Learning-Deep-Learning

Multimodal Trajectory Predictions for Autonomous Driving using Deep Convolutional Networks

April 2020

tl;dr: Multimodal behavioral prediction from Uber ATG with 6 seconds horizon.

Overall impression

Very similar to the idea of Waymo’s MultiPath. Uber’s approach uses multiple trajectory prediction (MTP) loss. Waymo’s approach uses fixed number of anchor trajectories. These two approaches are largely equivalent–predicting the mode first, and masking out the loss for all other modes.

It uses a raster image to encode map information (BEV semantic map), very close to MultiPath and the previous researches such as RoR, ChauffeurNet and IntentNet.

It is quite interesting to see that a single modal model will just predicting the average of the two modes. In general, if it is hard for humans to label deterministically, the underlying distribution is multimodal.

Key ideas

Raster image as input
(2 x H + 1) x M predictions per actor.

Technical details

Naively predicting Mixture of Experts loss $L^{ME} = \sum p_m L_m$ for m modes will leads to mode collapse.
Use multiple trajectory prediction loss. $L^{MTP} = -\sum I[m=m^] \log p_m + \sum I[m=m^] L_m $, where m* is the best matching prediction to GT.
Distance metric ADE does not seem to model multimodal behavior well. A better function measures distance by considering an angle between the last points of the two trajectories as seen from the actor position, which improves handling of the intersection scenarios.
The authors tried MDN (the one used by MultiPath from Waymo) and it leads to slightly worse performance then MTP.
Neural motion planner uses a max margin loss to train a cost volume that is compatible with multimodality.

Notes

UKF is usually used for tracking object’s trajectory. However it is single modal model. Its prediction at 1 s is reasonable, but at 6 s is not.
IRL is used for behavioral prediction. However usually it is not fast enough for real-time inference.

One approach would be to create a reward function that captures the desired behavior of a driver, like stopping at red lights, avoiding pedestrians, etc. However, this would require an exhaustive list of every behavior we’d want to consider, as well as a list of weights describing how important each behavior is.

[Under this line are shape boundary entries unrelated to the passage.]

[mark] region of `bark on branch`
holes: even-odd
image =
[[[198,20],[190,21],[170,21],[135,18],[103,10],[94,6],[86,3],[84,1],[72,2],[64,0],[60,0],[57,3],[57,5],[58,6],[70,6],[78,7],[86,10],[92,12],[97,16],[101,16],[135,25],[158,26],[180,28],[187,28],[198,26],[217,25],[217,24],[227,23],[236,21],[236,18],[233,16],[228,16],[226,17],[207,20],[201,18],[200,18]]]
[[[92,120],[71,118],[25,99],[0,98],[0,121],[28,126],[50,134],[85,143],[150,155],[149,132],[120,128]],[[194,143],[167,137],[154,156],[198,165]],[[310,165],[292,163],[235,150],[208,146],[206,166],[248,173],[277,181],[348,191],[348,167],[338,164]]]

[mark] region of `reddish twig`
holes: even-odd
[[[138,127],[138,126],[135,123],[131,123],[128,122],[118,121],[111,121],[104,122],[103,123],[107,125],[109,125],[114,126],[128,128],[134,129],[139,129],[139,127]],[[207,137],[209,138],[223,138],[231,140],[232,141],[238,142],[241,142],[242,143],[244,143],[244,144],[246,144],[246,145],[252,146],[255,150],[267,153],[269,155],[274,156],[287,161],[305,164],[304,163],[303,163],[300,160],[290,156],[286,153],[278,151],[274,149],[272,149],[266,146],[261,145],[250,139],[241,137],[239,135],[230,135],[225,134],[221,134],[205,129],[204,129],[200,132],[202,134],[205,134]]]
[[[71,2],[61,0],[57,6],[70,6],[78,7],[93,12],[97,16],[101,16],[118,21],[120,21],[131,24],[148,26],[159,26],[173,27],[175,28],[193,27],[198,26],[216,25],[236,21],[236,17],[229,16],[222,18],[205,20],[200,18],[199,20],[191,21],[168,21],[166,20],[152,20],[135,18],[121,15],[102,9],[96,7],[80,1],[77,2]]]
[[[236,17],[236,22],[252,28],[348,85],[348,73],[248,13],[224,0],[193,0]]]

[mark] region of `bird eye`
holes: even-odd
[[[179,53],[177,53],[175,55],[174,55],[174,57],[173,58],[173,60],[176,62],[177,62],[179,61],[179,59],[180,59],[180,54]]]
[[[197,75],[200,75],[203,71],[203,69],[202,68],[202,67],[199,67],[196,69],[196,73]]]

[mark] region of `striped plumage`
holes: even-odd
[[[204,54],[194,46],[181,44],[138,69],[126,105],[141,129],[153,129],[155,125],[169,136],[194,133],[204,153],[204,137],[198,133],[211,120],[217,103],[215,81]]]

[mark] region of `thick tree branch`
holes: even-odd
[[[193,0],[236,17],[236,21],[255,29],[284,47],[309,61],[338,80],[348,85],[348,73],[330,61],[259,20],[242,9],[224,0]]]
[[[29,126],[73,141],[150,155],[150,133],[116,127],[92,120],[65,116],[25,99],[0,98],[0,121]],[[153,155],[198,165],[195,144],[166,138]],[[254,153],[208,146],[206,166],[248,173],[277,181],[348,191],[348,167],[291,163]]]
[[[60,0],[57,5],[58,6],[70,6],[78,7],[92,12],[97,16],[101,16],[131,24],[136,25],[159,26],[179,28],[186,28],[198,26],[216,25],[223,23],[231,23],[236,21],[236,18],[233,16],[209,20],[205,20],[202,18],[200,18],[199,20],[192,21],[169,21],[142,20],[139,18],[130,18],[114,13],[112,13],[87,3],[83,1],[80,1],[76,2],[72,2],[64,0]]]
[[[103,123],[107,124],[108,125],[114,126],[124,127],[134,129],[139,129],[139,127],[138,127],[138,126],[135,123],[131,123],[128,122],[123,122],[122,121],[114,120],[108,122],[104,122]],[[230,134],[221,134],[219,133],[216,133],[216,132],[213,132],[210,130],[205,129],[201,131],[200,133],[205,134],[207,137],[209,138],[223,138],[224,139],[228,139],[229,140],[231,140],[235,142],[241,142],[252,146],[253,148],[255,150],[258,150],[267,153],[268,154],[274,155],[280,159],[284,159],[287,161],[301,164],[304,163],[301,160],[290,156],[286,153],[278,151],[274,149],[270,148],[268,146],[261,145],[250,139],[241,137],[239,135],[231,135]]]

However, through IRL, the task is to take a set of human-generated driving data and extract an approximation of that human’s reward function for the task. Still, much of the information necessary for solving a problem is captured within the approximation of the true reward function. Once we have the right reward function, the problem is reduced to finding the right policy, and can be solved with standard reinforcement learning methods.

MDN (MultiPath from Waymo used this formulation)

Mixture Density Networks (MDNs) are conventional neural networks which solve multimodal regression tasks by learning parameters of a Gaussian mixture model. However, MDNs are often difficult to train in practice due to numerical instabilities when operating in high-dimensional spaces.